11. Recurso especial provido VOTO
EXMO. SR. MINISTRO LUIZ FUX(Relator): Preliminarmente, merece conhecimento o presente recurso especial, porquanto devidamente prequestionada a matéria federal suscitada.
Ab initio, a violação do art. 535, I e II, CPC, não efetivou-se na hipótese sub examine . Isto porque, o Tribunal de origem pronunciou-se de forma clara e suficiente sobre a questão posta nos embargos de declaração, estando o decisum hostilizado devidamente fundamentado. Saliente-se, ademais, que o magistrado não está obrigado a rebater, um a um, os argumentos trazidos pela parte, desde que os fundamentos utilizados tenham sido suficientes para embasar a decisão, como de fato ocorreu no voto condutor do acórdão de apelação às fls. 119/130, além de a pretensão veiculada pela embargante, consoante reconhecido pelo Tribunal local, revelar nítida pretensão de rejulgamento da causa (fls. 142/145).

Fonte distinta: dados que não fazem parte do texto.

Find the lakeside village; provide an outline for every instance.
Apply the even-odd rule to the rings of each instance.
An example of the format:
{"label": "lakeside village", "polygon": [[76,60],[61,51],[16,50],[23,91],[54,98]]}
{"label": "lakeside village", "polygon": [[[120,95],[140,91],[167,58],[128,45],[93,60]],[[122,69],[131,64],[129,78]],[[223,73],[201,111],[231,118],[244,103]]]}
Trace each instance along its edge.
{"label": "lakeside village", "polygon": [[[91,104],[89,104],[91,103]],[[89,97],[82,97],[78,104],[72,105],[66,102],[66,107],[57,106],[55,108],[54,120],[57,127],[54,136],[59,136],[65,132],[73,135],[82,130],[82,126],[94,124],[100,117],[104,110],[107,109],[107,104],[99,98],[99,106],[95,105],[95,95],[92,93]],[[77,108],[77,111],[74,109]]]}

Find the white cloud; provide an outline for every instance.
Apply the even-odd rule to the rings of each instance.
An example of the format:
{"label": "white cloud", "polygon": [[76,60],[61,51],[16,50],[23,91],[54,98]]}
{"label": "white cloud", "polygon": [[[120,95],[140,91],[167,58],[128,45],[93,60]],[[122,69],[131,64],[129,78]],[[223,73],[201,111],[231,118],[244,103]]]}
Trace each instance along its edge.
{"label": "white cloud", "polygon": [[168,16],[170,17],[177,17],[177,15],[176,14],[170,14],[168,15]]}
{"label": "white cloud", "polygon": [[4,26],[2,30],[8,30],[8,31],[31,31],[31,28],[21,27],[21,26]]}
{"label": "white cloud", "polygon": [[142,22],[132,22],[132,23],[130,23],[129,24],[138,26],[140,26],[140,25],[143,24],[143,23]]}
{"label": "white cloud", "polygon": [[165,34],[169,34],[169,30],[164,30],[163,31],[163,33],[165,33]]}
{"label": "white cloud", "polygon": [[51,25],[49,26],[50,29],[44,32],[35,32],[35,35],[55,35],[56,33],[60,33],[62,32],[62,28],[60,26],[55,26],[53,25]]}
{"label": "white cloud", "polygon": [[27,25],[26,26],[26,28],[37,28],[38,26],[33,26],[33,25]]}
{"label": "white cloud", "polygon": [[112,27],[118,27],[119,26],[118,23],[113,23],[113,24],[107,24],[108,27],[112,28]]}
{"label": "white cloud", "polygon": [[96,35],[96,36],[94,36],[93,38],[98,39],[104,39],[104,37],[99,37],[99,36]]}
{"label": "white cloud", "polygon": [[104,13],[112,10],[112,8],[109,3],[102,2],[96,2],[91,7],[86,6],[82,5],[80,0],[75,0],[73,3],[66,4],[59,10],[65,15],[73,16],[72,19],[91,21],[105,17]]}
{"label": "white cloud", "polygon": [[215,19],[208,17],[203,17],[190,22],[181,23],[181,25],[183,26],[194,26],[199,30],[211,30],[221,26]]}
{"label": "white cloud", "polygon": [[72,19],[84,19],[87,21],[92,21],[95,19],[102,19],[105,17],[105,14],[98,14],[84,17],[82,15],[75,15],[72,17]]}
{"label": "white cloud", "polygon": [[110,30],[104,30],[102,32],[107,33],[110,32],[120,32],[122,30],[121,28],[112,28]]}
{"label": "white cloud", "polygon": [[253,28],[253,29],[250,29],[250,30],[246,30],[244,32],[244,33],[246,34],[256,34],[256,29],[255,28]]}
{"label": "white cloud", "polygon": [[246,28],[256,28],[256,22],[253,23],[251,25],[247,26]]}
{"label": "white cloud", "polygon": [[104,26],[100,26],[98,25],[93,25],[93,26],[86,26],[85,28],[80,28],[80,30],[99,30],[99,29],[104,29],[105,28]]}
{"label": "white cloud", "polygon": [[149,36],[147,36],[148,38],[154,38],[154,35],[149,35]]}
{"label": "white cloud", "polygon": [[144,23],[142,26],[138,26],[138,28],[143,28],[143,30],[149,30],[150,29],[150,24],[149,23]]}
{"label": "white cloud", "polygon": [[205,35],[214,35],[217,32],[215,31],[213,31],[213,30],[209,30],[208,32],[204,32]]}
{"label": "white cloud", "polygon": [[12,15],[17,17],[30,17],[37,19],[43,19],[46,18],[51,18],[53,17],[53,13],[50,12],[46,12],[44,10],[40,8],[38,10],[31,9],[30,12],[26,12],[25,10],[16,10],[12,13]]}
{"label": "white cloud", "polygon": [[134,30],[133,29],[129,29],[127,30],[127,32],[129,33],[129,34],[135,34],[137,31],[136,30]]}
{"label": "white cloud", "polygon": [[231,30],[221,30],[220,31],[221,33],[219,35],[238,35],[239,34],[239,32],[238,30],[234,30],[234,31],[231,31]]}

Ultrapassadas as questões preliminares, subjaz o mérito recursal.
A controvérsia posta no recurso sub examine cinge-se à possibilidade de arbitramento do imposto de renda, pela autoridade fiscal, com base na movimentação bancária do contribuinte.
O artigo 6º, do Decreto-Lei 4.657/42 (Lei de Introdução ao Código Civil Brasileiro) dispõe que: "A Lei em vigor terá efeito imediato e geral, respeitados o ato jurídico perfeito, o direito adquirido e a coisa julgada. (Redação dada pela Lei nº 3.238, de 1º.8.1957)"; e o artigo 1.525, do Código Civil de 1916, preceitua que: "A responsabilidade civil é independente da criminal; não se poderá, porém, questionar mais sobre a existência do fato, ou quem seja o seu autor, quando estas questões se acharem decididas no crime".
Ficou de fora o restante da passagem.